A few useful column definitions across files are the following:
| Column | Description |
|---|---|
| Compound | Compound name |
| Rank | Compound/moa rank |
| *.MW.p | Compound/moa Mann-Whitney U test p value; this considers the full distribution prior any filtering, e.g. for launched compounds |
| *.MW.FDR | FDR-adjusted *.MW.P values |
| *.pseudo.zscore | Compound/MOA pseudo zscore, a positive score means that it is predicted to antagonize the trait: -(Hedges-Lehmann estimator for compound / SD average ranks of all compounds) while considering compounds from all clinical phases (not just the “launched: ones) |
| target | Target gene(s) |
| disease_area | Disease area for compound indication |
| indication | Compound indication |
| N_experiments | Number of experiments/signatures prior to any filtering |
Average rank (AvgRank) distribution plots are also generated for diagnostic purposes. Please note that when using cluster comparison signatures, the z-scores of the disease signatures and the AvgRank distributions may not be normally distributed, but the pipeline is non-parametric and can accomodate for that.

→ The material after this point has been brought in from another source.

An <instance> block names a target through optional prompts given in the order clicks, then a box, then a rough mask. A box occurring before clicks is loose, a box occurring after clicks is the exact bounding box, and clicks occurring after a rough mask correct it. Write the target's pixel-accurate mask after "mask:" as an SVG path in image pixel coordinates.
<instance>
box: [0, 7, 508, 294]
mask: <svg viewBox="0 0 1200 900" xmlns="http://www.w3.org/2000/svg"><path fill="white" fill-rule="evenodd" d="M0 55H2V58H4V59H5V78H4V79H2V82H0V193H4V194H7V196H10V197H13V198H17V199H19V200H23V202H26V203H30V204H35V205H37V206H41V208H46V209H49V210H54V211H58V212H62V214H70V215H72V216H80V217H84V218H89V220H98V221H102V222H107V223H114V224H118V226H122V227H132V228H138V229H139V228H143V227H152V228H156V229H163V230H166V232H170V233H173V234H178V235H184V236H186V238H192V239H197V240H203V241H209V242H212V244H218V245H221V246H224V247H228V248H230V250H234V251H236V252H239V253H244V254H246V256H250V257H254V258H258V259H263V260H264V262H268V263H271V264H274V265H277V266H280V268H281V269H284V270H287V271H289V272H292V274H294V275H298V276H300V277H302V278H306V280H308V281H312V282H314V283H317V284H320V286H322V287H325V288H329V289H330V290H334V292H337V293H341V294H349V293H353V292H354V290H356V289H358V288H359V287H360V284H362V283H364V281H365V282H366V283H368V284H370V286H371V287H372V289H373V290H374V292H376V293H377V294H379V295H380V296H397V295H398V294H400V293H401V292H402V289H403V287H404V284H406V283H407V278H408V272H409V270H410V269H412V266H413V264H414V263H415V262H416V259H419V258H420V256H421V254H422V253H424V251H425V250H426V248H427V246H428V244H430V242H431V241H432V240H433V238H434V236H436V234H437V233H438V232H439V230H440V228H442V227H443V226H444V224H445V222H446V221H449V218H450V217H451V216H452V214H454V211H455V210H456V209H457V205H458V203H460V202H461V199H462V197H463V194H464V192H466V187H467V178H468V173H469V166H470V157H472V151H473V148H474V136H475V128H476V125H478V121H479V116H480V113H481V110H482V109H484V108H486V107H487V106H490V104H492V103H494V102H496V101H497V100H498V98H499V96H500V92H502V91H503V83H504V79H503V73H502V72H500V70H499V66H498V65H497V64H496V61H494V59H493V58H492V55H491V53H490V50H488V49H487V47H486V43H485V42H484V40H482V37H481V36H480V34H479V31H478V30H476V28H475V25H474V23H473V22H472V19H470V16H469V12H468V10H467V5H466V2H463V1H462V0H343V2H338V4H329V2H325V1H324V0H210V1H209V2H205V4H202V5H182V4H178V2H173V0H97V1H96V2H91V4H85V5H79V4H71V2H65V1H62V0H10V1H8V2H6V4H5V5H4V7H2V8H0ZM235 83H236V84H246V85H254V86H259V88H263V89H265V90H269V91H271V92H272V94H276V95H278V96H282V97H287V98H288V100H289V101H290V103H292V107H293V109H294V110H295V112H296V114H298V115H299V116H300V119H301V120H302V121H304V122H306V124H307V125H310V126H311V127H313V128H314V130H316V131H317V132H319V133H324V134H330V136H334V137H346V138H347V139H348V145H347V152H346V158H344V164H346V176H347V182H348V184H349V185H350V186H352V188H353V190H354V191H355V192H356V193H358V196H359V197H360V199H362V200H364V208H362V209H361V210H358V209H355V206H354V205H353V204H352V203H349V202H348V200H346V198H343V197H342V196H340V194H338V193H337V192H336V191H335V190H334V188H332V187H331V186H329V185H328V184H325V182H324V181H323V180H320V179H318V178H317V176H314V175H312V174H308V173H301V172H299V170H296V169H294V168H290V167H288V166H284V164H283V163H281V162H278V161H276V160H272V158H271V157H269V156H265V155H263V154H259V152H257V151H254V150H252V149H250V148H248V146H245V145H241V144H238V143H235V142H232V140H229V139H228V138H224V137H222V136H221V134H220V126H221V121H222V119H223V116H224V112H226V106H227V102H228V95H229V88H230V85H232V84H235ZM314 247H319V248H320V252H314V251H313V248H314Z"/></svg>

Additional figures can be prepared
For example, how does actinomycin D transcriptional signature antagonize the RA disease signature?
showcase_method_cdr_gtp(
"actinomycin-d",
twas.model = "STARNET_BLD",
twas.trait = "RA",
twas = disease.sig.file,
gene.anno.file = paste0(signature.dir, "geneinfo_beta.txt")
)
gtp_pvalue_qqplot( ### Parameters
thistrait = "RA",
thistissue = "STARNET_BLD",
stouffer.ma = TRUE,
z.score.scaling = "before",
twas.df = disease.sig.file,
figure.name = "gtp_actions", # main body of the name of the figure
)
In this there is no actionable gene that demonstrates a FDR-significant compbined score while also having FDR-significant dysregulation in the disease signatures and antagonism via shRNA/overexpression/CRISPR.